Q: Who is represented in the Employment tab?
A: For simplicity’s sake, we have only included year-round, full-time workers. The U. S. Census Bureau does keep statistics on seasonal and part-time workers, which we may display at a later date.
Q: Where do the industries in the Employment tab come from?
A: The Employment tab is based on American Community Survey (ACS) data from the U.S. Census Bureau. The ACS includes employment data on 20 different Census-designated industries, which are based on the 2017 North American Industry Classification System (NAICS). It is important to note that one employer may employ workers in multiple industries. For instance, Cliffs Natural Resources, the second-largest employer in Marquette County after UP Health System, employs nearly 1,000 Marquette County residents. Hundreds of these employees work in the “Mining, quarrying, and oil and gas extraction” industry, but Cliffs also employs support staff in many other employment industries: clerical staff in the “Administrative, support, and waste management services” industry, truck drivers in the “Transportation and warehousing” industry, executives in the “Management of companies and enterprises” industry, engineers in the “Professional, Scientific, and Technical Services” industry, etc. Most people would simply say that all Cliffs employees work in “the mining industry,” but the Census Bureau defines employment by industry NOT based on an employee’s employer, but on the task that that employee performs for their employer. For more information, see the Census Bureau’s classification document: https://www.census.gov/topics/employment/industry-occupation/guidance/indexes.html
Q: In the Housing tab, what is the definition of “Vacant”?
A: The U.S. Census Bureau defines any residential home which is not occupied full-time as being “vacant.” In Marquette County, where there is a large and increasing number of “camps,” short-term rentals, and seasonal homes, this can lead to an unusually large percentage of homes being counted as “vacant.” When viewing the “Housing Unit Type” table on the Housing tab, it is important to keep in mind that the number of “Vacant housing units” includes camps and seasonal homes. In reality, the number of truly vacant housing units in each region is much lower once part-time and seasonal homes are excluded.
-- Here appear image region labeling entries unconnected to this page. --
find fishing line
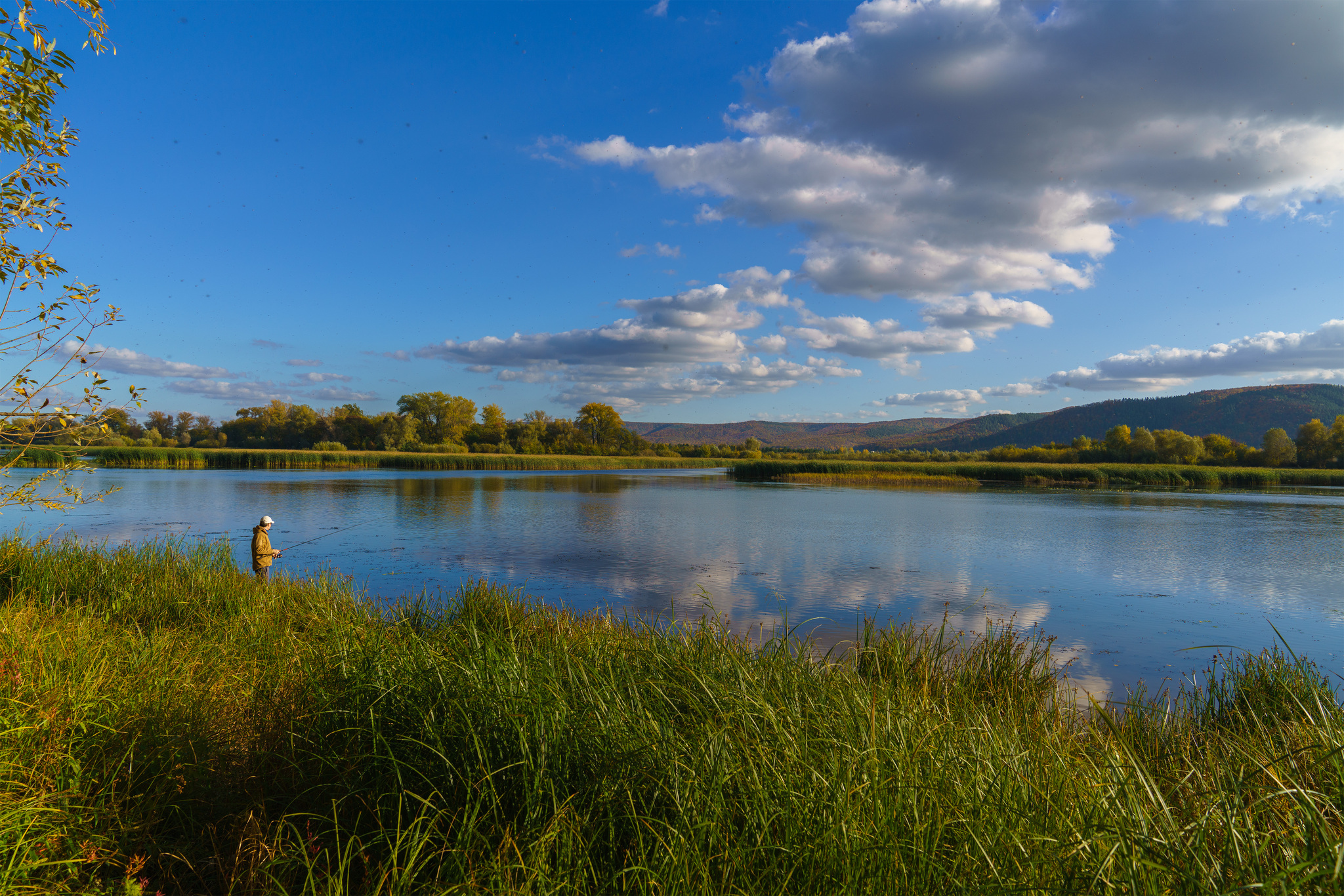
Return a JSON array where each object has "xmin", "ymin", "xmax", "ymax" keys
[{"xmin": 281, "ymin": 520, "xmax": 369, "ymax": 551}]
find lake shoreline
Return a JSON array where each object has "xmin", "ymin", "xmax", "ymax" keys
[
  {"xmin": 12, "ymin": 446, "xmax": 1344, "ymax": 489},
  {"xmin": 0, "ymin": 537, "xmax": 1344, "ymax": 893}
]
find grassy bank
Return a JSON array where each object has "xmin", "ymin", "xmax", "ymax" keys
[
  {"xmin": 772, "ymin": 472, "xmax": 980, "ymax": 487},
  {"xmin": 731, "ymin": 460, "xmax": 1344, "ymax": 489},
  {"xmin": 87, "ymin": 447, "xmax": 740, "ymax": 470},
  {"xmin": 0, "ymin": 539, "xmax": 1344, "ymax": 896}
]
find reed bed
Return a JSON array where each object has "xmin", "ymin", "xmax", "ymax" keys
[
  {"xmin": 0, "ymin": 537, "xmax": 1344, "ymax": 896},
  {"xmin": 87, "ymin": 447, "xmax": 740, "ymax": 470},
  {"xmin": 730, "ymin": 460, "xmax": 1344, "ymax": 489},
  {"xmin": 773, "ymin": 470, "xmax": 980, "ymax": 487}
]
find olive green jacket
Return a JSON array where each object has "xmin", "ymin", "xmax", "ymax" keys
[{"xmin": 253, "ymin": 525, "xmax": 280, "ymax": 569}]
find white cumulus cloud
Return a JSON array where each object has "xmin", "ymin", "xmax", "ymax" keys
[
  {"xmin": 872, "ymin": 390, "xmax": 985, "ymax": 414},
  {"xmin": 56, "ymin": 340, "xmax": 241, "ymax": 377},
  {"xmin": 1045, "ymin": 318, "xmax": 1344, "ymax": 391},
  {"xmin": 571, "ymin": 0, "xmax": 1344, "ymax": 300}
]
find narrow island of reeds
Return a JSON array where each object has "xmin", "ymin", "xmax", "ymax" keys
[
  {"xmin": 730, "ymin": 459, "xmax": 1344, "ymax": 489},
  {"xmin": 0, "ymin": 536, "xmax": 1344, "ymax": 896}
]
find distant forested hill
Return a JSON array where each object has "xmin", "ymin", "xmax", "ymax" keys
[
  {"xmin": 626, "ymin": 383, "xmax": 1344, "ymax": 451},
  {"xmin": 957, "ymin": 383, "xmax": 1344, "ymax": 450},
  {"xmin": 856, "ymin": 414, "xmax": 1048, "ymax": 451},
  {"xmin": 625, "ymin": 417, "xmax": 959, "ymax": 449}
]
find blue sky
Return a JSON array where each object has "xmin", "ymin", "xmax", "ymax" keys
[{"xmin": 42, "ymin": 0, "xmax": 1344, "ymax": 422}]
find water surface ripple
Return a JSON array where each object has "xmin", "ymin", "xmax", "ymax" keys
[{"xmin": 24, "ymin": 469, "xmax": 1344, "ymax": 691}]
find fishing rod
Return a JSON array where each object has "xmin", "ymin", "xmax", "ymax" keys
[{"xmin": 281, "ymin": 520, "xmax": 368, "ymax": 551}]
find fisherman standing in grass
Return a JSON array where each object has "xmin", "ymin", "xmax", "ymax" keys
[{"xmin": 253, "ymin": 516, "xmax": 280, "ymax": 582}]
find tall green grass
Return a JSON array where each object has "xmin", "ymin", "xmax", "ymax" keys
[
  {"xmin": 87, "ymin": 447, "xmax": 740, "ymax": 470},
  {"xmin": 730, "ymin": 460, "xmax": 1344, "ymax": 487},
  {"xmin": 0, "ymin": 537, "xmax": 1344, "ymax": 896}
]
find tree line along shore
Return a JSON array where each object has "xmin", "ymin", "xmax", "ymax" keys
[
  {"xmin": 0, "ymin": 536, "xmax": 1344, "ymax": 895},
  {"xmin": 31, "ymin": 392, "xmax": 1344, "ymax": 469}
]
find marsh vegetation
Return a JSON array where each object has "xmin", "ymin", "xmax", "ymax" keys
[{"xmin": 0, "ymin": 537, "xmax": 1344, "ymax": 893}]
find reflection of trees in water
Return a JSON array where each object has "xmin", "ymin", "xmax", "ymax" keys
[
  {"xmin": 389, "ymin": 476, "xmax": 633, "ymax": 527},
  {"xmin": 392, "ymin": 477, "xmax": 477, "ymax": 520}
]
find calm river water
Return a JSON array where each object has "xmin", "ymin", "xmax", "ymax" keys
[{"xmin": 9, "ymin": 469, "xmax": 1344, "ymax": 692}]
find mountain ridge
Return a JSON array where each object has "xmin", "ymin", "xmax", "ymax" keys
[{"xmin": 626, "ymin": 383, "xmax": 1344, "ymax": 451}]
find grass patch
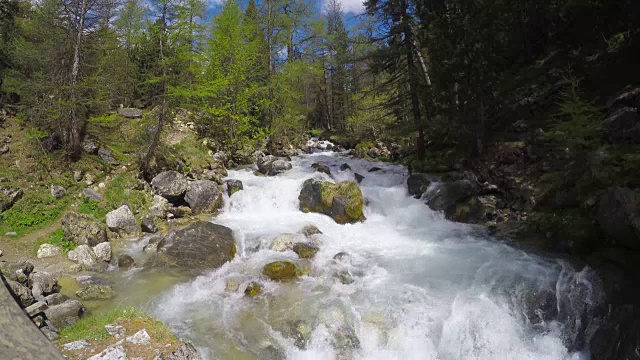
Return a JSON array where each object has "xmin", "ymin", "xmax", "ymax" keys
[
  {"xmin": 58, "ymin": 307, "xmax": 175, "ymax": 344},
  {"xmin": 35, "ymin": 228, "xmax": 78, "ymax": 254}
]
This is discussed in further detail in the Master Plan itself, and accurate vacancy rates are provided in the Planning Region Dashboards available at https://www.mqtcoplan.org/planning-regions.
Q: Do rental statistics in the Housing tab include short-term rentals or VRBOs?
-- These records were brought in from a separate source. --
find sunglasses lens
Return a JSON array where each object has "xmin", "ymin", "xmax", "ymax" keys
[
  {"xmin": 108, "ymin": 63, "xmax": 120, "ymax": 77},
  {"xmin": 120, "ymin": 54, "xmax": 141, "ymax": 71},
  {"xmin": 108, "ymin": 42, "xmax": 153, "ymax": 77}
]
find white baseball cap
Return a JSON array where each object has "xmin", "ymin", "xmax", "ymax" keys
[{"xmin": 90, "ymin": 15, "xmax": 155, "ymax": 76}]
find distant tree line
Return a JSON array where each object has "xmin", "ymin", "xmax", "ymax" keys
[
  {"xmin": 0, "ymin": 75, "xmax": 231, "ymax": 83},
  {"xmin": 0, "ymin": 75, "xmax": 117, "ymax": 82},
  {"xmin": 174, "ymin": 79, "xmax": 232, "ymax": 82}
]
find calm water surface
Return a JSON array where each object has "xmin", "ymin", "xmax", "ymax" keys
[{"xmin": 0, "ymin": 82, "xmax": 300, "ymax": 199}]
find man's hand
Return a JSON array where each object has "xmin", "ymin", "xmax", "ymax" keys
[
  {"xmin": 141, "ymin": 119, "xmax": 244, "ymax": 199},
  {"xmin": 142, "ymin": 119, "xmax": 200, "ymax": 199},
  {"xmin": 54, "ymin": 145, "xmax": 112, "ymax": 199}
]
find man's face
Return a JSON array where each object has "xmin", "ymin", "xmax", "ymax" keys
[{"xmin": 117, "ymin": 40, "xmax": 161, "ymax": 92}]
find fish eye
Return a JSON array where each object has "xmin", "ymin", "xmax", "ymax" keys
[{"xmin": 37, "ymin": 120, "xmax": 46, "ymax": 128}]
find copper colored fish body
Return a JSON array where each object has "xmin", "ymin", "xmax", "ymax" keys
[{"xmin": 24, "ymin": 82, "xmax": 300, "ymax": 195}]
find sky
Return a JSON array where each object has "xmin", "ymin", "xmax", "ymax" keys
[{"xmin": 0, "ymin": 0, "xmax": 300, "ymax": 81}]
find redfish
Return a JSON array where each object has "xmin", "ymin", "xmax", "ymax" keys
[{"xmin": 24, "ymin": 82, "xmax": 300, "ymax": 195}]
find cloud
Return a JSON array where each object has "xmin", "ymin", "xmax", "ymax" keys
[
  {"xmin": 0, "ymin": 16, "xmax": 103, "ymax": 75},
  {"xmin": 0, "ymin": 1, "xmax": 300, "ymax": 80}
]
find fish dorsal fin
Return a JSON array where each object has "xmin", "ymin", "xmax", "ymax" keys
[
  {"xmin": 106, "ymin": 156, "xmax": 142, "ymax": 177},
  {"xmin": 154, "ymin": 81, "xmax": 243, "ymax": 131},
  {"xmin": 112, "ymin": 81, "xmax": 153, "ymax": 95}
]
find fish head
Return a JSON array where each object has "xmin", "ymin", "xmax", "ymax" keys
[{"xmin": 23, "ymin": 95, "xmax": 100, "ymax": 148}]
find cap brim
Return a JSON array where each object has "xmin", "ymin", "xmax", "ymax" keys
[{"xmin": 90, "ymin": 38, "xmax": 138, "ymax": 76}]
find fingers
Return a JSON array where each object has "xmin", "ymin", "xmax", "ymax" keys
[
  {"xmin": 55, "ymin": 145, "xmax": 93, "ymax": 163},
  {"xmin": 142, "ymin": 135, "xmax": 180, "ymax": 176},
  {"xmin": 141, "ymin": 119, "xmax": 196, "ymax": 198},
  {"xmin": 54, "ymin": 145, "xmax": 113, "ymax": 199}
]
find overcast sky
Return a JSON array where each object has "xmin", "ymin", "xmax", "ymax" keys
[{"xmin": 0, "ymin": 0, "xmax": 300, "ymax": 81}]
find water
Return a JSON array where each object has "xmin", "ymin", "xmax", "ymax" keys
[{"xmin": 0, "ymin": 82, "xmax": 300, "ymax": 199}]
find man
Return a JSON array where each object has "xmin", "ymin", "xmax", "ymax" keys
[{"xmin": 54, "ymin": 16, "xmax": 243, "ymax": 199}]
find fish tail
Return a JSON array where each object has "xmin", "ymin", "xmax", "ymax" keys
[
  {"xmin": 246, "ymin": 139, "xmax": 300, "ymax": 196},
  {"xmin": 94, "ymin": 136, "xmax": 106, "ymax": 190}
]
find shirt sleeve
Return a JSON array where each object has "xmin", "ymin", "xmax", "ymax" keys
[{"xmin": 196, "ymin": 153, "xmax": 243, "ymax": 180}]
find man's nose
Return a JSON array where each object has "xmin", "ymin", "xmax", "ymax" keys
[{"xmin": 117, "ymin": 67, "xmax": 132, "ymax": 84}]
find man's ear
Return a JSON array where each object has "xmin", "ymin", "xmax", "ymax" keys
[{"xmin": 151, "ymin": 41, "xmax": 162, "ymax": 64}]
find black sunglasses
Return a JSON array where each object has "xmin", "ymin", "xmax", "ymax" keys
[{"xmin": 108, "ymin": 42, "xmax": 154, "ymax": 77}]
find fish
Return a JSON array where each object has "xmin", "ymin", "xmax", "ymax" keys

A: No, rental statistics only include long-term, full-time rentals.
Q: In the Housing tab, what does “Property value” include and not include? For instance, does this include apartment complexes or condominiums?
A: This data incudes all residential properties, including apartment complexes and condominiums. Apartment buildings are counted as a single property in this data, while condominiums are counted as individual properties because they are separately and individually owned.
Q: What is the definition of a “Non-family household” in the Housing tab?
A: A Non-family household is a household which does not contain any individuals who are related by blood or marriage. Non-family households are divided into two types on the Housing tab – those which contain a single individual living alone, and those which contain two or more unrelated individuals living in the same household. Non-family households in this second category are usually composed of unrelated roommates – you can see this reflected in the data, with Borealis Beach having far more non-family households with the householder not living alone than other regions, mostly likely due to the large populations of students and young professionals in Borealis Beach.